His grandchildren, playing computer games at our feet as we talk, are regular Kiwi kids, with dreams and aspirations. Fraser watches them fondly.
"War changes a lot of things," he says. "If it wasn't for the war, Father would never have brought us out to New Zealand."
It's evident that the law change enabling Chinese to become New Zealanders has had a far wider reach than the humanitarian reasons for which it was enacted. With a stable family structure, Chinese businesses were able to utilise the greater pool of labour to thrive and expand. And the next generation chose higher education and professional careers instead of the traditional occupations their parents came from - inadvertently spawning the stereotype of overachieving Chinese.

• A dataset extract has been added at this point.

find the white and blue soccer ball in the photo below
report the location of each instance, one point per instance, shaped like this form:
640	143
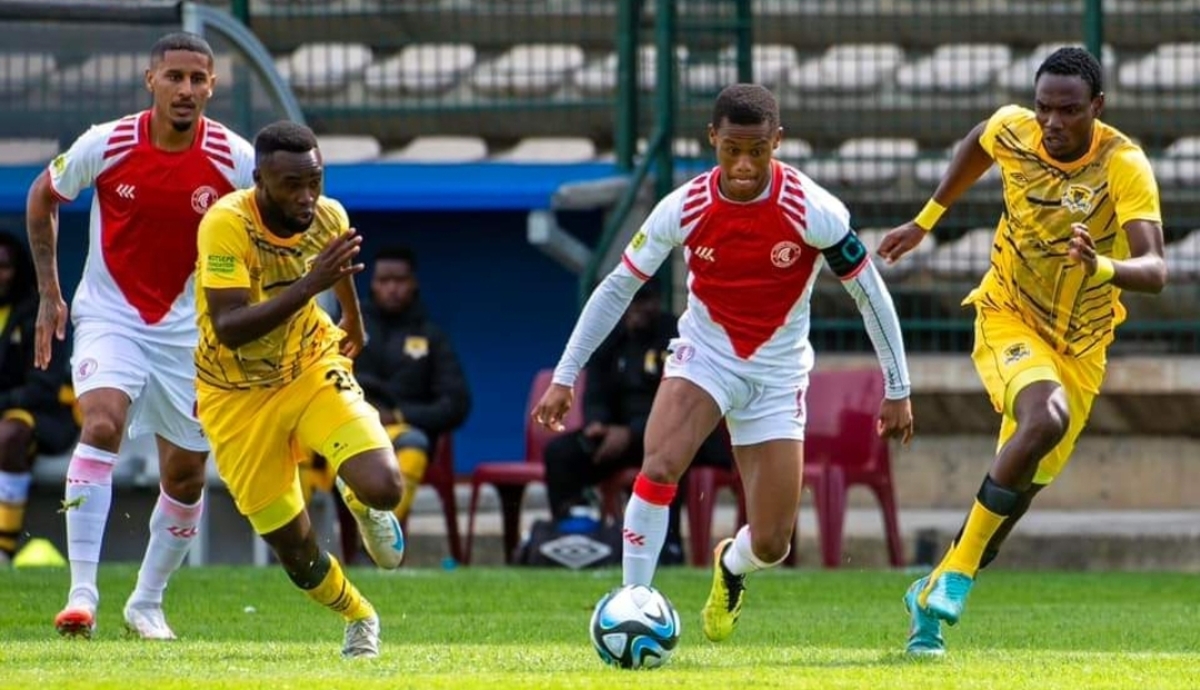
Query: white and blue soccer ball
635	627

Dr Jack Fraser was one of the first Chinese refugees to arrive, 75 years ago, on the Wahine.
Like other waves of migration before and since, it has changed the shape of New Zealand society forever. For Fraser, it's changed something else.
"With Chinese, there's the belief that when you die you go back to the homeland," he says. "For me, that belief died back in the 20th century. I regard New Zealand as my home now. My mother and father brought me to New Zealand, and they are buried here. When I want to pay respects to my ancestors, I go to a cemetery here."
He pauses. Late-afternoon sun illuminates his family's faces as a delicious smell drifts through the room - Nancy is putting in the finishing touches at the wok.
"But deep down I still acknowledge my roots as being from China."